I’m thankful YouTubers like Iz Harris are starting to be more common. No more of this “everything is sunshine and roses” bullshit. There’s nuance and granularity to this world, and I’d rather spend my precious time intaking its full might, than convince myself of a heightened state of existence the world never primed us for. I love it. I truly do, and I hope Iz Harris’ footprint doesn’t slip by unnoticed.
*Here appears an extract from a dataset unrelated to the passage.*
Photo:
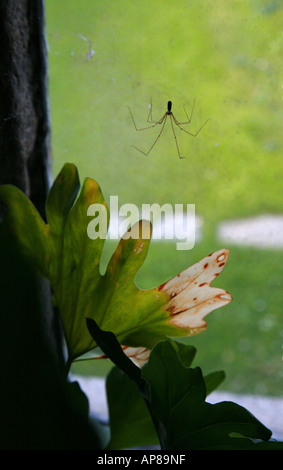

Whether it’s the music choice, the editing, those brief moments where the veil of camera pretension is taken off or a combination of it all — I legitimately felt like I gained a whole new perspective on vlogging. Something about filmmaking always scratches my creative itch, and I found it really interesting that Iz has the number of subscribers she has, because she deserves a thousand times more. Whenever Iz’ children show up on screen, I’m constantly taken aback, by what could have been had my dad not been a jerk, and when she opens up, a well of emotions starts to pour. I feel like even after the long years of hurt, I was able to finally come into my own and appreciate what Iz and many great voices in the YouTube sphere have done for creative video work over the last little while. For that, I am truly grateful.
There’s an overwhelming abundance of good videos Iz has made, so I won’t further spoil the fun. This link is a portal to many great things. All of which, would’ve been lost in the sea of generic YouTube videos, were it not for Iz Harris’ distinctly unique take on videography.